Magazine Culture
Viviane Forrester avait longtemps gardé pour elle ses souvenirs de la Seconde Guerre mondiale. Malgré
tout ce qu'elle avait vécu, mais qu'elle ne devait pas, d'une certaine manière,
se sentir autorisée à communiquer à n'importe qui. Pour qu'ils lui reviennent
dans Ce soir, après la guerre, il a bien fallu qu'un climat, que des
événements, qu'une succession de coïncidences la poussent à dire «je» et à
retrouver, par l'écriture, ces années difficiles: elle appartenait à une
famille juive, certes privilégiée par ses moyens financiers, mais néanmoins
menacée. Elle n'a pas été envoyée vers les camps de la mort, mais elle aurait
pu. Ce climat, non dramatisé, mais restitué dans l'incohérente vérité des
moments vécus alors, Viviane Forrester s'était en 1992 - enfin, pourrait-on dire -
décidée à en faire le sujet d'un livre dont on pouvait se demander pourquoi il
venait seulement à ce moment, et pas beaucoup plus tôt, plus près des moments
dont il parle.
«J'avais envie de ne plus
écrire à propos de moi comme on le fait à travers des romans ou des essais,
mais d'écrire des choses exactes, et en prenant des risques. Parce que je dis
des secrets, des secrets qui en étaient même pour moi.»
C'est probablement pour
cela qu'on se trouve immédiatement de plain-pied avec ce que Viviane Forrester
raconte: parce qu'elle nous prend à témoin, non pas d'une aventure exemplaire,
mais de choses qui ne se disent pas. Encore faudrait-il savoir pourquoi elles
étaient censées ne pas se dire...
«J'avais l'impression
qu'il ne nous était rien arrivé pendant la période de l'Occupation, parce que
nous n'avions pas été déportés, et puis en écrivant le livre je me suis rendu compte
qu'il nous était arrivé beaucoup de choses. Ce n'était pas rien, ce qui nous
était arrivé, nous avions été très outragés, persécutés, insultés. Après la
guerre, j'ai su ce qui aurait pu nous arriver, dont on se doutait déjà un peu
pendant la guerre mais c'était très mystérieux. Il est certain que la mort ne
nous aurait pas fait peur. Je paniquais à partir de choses mystérieuses,
impensables...»
Il y a, malgré tout, mais
le paradoxe n'est qu'apparent, des passages très drôles. Ou plutôt: ridicules.

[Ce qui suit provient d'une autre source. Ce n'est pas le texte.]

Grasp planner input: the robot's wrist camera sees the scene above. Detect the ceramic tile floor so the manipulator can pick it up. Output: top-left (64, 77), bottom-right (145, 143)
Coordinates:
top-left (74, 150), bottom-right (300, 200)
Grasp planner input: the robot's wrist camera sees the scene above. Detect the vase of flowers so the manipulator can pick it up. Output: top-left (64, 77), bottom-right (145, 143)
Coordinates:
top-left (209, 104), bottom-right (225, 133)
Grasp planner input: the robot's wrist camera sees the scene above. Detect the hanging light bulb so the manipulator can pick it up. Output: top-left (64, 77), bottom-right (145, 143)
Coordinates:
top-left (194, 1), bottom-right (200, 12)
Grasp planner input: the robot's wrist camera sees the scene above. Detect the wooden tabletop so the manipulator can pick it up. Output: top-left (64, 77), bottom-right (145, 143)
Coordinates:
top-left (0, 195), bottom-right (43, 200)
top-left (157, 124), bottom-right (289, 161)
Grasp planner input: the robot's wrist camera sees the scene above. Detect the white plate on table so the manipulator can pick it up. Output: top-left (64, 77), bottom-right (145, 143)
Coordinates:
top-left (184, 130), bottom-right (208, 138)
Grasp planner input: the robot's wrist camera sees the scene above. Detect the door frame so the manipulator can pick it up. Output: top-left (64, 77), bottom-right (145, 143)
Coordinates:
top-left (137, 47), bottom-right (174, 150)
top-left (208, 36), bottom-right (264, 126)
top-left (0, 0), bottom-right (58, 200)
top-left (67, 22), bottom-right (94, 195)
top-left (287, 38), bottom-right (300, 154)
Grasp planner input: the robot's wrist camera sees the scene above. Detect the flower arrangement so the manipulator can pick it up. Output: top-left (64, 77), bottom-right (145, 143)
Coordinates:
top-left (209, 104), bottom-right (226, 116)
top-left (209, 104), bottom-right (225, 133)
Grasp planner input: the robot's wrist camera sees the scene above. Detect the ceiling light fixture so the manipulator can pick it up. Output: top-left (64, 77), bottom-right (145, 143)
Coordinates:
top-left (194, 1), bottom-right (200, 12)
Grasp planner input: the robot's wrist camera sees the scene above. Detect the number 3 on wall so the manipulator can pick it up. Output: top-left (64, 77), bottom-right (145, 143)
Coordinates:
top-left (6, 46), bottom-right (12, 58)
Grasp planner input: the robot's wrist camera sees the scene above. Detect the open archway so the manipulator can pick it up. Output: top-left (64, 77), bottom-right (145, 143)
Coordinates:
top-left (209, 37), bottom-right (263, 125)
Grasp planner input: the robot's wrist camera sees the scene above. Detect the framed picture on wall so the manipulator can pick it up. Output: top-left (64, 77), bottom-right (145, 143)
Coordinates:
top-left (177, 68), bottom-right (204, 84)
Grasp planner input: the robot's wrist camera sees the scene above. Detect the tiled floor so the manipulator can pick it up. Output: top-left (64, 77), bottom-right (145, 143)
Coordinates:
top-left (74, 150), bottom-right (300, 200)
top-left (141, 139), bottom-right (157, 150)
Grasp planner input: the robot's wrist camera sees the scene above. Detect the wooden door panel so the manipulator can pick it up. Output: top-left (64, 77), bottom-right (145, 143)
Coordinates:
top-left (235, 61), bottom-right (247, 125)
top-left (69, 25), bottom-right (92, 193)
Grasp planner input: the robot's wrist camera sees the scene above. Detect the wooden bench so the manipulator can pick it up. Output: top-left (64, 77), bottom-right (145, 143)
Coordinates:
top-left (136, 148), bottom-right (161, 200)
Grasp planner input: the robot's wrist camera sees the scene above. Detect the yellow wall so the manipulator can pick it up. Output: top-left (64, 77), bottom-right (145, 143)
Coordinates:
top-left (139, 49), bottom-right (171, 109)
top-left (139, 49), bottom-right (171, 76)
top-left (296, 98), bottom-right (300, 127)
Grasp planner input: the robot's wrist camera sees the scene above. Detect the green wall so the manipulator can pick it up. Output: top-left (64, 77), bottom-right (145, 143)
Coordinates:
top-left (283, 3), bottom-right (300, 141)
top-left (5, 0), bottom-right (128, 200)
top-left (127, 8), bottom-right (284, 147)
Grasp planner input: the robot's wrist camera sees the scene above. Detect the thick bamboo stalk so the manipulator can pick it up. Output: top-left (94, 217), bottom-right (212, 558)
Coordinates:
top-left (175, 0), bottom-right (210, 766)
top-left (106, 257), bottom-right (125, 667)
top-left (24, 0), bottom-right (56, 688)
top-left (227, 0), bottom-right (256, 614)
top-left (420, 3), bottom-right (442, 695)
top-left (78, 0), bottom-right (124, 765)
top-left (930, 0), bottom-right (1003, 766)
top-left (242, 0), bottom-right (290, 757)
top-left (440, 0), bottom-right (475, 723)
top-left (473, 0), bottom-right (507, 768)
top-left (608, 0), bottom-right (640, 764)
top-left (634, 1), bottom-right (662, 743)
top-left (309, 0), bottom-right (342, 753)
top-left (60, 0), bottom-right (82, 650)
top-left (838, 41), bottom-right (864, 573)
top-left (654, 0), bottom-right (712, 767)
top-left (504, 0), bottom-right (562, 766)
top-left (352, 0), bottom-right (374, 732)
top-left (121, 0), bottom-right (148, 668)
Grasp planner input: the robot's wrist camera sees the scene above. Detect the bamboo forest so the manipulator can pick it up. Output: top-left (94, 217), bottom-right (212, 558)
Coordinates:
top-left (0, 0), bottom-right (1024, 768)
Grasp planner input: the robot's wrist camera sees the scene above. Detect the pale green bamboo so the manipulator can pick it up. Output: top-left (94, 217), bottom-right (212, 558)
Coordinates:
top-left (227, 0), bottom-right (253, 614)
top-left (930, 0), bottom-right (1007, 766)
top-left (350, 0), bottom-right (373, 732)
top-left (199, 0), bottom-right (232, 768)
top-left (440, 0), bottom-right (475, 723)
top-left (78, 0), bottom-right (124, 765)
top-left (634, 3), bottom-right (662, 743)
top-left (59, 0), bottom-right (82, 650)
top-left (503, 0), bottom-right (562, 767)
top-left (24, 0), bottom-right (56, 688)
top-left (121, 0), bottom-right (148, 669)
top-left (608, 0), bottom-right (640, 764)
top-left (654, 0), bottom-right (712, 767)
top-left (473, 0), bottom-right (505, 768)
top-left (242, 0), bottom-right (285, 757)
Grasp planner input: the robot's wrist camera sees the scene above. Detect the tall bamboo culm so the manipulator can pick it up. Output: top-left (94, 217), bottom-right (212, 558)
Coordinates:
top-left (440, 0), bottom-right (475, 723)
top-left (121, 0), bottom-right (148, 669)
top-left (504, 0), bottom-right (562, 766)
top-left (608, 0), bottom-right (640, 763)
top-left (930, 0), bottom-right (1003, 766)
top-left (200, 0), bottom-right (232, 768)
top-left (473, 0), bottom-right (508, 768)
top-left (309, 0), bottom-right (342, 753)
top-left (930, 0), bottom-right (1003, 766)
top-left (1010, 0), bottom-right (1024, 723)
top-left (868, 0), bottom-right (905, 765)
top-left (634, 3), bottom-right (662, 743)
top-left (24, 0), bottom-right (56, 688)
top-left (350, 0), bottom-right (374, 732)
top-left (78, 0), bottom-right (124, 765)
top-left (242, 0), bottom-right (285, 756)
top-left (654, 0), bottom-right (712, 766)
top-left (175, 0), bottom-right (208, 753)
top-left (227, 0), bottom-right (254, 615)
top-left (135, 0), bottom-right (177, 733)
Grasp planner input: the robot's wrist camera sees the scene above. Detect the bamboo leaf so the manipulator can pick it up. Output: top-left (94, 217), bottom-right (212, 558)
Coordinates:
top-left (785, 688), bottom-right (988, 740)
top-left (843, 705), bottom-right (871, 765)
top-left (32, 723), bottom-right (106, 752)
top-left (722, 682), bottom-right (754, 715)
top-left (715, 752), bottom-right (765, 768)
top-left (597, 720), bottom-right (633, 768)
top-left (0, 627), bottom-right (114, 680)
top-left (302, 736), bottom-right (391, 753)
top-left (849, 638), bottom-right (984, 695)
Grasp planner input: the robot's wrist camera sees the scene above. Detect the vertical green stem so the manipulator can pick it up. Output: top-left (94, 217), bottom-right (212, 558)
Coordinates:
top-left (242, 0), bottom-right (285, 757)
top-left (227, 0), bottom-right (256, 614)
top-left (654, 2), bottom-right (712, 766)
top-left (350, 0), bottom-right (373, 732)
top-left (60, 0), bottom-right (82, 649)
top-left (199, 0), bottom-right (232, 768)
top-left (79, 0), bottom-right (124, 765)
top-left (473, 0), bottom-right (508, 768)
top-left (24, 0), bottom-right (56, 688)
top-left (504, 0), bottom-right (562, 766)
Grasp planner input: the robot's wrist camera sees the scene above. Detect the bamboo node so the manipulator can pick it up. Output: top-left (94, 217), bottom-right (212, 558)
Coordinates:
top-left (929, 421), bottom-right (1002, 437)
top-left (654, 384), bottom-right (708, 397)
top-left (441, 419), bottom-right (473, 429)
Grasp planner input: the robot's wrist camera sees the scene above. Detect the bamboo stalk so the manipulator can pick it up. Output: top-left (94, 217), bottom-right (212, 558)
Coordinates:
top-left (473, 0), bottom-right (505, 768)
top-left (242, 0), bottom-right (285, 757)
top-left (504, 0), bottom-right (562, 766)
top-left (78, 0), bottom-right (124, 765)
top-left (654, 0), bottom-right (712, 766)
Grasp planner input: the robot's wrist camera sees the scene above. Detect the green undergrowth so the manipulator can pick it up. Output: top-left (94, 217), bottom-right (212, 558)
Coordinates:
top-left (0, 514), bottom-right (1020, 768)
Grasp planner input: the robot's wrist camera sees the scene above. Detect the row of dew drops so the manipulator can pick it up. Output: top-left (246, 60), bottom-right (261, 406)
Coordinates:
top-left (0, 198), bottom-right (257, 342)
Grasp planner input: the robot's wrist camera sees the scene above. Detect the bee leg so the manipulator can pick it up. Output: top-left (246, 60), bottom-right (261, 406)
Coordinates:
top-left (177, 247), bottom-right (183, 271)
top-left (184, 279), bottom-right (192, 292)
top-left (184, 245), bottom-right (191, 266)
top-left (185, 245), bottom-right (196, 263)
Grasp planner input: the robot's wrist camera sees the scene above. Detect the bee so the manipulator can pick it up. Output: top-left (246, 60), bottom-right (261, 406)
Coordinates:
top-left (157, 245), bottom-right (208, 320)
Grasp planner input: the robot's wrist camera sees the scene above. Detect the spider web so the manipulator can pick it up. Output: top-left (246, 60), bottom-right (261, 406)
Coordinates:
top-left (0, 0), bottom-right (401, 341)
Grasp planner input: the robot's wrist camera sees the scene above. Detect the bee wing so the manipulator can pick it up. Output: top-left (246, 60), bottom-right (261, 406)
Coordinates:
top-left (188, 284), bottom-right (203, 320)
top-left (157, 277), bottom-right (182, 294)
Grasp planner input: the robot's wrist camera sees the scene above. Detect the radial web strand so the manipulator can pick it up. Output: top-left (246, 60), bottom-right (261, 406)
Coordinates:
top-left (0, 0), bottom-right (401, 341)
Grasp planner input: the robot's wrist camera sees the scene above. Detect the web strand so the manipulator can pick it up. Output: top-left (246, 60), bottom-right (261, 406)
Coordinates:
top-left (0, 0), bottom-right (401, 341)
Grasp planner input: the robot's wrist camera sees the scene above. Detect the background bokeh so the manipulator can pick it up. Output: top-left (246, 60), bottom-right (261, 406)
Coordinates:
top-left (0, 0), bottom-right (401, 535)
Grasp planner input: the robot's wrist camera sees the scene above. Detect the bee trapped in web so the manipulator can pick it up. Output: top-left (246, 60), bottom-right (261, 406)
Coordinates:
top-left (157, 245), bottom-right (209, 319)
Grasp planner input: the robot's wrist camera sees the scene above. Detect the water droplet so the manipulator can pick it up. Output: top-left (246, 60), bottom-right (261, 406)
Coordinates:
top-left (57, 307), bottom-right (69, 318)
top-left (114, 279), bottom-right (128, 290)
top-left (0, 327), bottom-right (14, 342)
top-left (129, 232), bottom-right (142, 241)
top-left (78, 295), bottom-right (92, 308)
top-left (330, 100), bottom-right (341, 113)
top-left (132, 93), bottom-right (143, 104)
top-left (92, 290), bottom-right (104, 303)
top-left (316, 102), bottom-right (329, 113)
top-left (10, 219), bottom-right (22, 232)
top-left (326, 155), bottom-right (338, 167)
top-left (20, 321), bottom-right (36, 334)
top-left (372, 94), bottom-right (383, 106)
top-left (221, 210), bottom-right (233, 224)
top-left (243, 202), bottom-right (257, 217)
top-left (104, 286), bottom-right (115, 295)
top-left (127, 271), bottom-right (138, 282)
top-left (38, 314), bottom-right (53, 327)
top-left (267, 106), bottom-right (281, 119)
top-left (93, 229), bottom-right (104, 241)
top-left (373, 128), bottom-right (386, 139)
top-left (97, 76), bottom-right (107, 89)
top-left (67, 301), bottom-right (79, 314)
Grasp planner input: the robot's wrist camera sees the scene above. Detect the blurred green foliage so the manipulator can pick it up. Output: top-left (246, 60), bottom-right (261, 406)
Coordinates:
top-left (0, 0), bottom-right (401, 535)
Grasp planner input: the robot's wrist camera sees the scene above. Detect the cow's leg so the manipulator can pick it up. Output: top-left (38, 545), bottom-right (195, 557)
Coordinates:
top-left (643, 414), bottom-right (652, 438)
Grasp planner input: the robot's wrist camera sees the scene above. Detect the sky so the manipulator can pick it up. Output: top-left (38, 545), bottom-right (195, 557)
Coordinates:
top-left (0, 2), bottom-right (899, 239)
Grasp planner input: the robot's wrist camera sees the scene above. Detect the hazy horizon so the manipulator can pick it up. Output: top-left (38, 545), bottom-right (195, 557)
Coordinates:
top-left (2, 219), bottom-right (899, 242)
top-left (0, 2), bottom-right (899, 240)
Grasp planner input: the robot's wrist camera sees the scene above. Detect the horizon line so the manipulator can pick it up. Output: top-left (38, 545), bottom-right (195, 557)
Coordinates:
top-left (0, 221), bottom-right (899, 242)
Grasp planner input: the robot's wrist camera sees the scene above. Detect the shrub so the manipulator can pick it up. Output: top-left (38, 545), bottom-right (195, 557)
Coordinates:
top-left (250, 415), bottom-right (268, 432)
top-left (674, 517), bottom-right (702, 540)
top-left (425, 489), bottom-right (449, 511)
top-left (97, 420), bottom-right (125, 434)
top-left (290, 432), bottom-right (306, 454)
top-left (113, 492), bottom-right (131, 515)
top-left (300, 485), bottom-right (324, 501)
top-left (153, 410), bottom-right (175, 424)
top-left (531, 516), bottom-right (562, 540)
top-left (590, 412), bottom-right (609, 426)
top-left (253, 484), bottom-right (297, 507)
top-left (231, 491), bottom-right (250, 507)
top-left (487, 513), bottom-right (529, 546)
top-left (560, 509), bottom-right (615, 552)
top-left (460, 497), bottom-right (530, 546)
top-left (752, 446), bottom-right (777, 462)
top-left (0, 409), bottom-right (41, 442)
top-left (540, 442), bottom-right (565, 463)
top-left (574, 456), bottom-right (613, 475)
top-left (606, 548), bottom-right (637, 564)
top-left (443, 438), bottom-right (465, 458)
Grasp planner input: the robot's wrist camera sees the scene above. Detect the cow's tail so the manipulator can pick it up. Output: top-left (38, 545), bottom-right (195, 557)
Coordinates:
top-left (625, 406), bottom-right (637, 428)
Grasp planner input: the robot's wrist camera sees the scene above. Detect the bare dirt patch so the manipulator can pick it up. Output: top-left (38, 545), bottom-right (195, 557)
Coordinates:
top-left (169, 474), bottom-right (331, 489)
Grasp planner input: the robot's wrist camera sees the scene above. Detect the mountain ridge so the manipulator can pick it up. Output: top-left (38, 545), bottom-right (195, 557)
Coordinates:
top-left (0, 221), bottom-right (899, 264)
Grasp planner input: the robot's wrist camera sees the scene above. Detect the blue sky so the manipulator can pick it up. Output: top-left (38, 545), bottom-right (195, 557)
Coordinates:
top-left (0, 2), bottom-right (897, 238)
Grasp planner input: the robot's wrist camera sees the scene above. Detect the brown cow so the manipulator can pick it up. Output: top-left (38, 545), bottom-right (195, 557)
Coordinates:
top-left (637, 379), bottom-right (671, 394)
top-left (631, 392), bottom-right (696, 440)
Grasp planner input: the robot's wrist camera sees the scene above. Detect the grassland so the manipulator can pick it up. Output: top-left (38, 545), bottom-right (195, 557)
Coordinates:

Viviane Forrester n'épargne pas ses personnages, et il ne faut pas oublier
qu'elle est un des personnages, que les autres sont, pour l'essentiel, les
membres de sa famille, des proches. Elle ne cache pas, là non plus, ce
qu'habituellement on ne dit pas, parce que son entreprise est celle de la
vérité.
«C'était ça, la vie. Et
c'était d'autant plus pathétique. C'est une chose qui n'a pas beaucoup été
dite. Peut-être que j'avais une famille particulièrement ridicule. Mais on
n'était pas faits pour être des victimes. Chaque personne vit son unique
destin, quotidiennement. Mes parents ne perdaient pas leurs privilèges, ne
changeaient pas de comportement, c'est là qu'il y a un décalage. Nous n'étions
pas sympathiques, c'est ce que je voulais montrer.»
Quand j'ai rencontré
Viviane Forrester à la sorte de ce livre maintenant réédité en poche, il a fallu du temps pour qu'elle finisse par admettre que,
peut-être, l'époque qu'elle vivait maintenant n'était pas sans rapports avec le
besoin qu'elle avait éprouvé de raconter sa guerre. Elle ne le dit pas aussi
clairement. Est-ce moins clair pour autant?
«Une des choses qui m'indignent beaucoup, c'est
que beaucoup de gens, après la guerre, ont trouvé comme excuse qu'ils ne
savaient pas qu'il y avait les chambres à gaz. C'est comme si on pouvait tout
nous faire, sauf nous tuer en masse. Ce n'est pas vrai du tout, et je suis très
sensible à ce qui se passe actuellement.»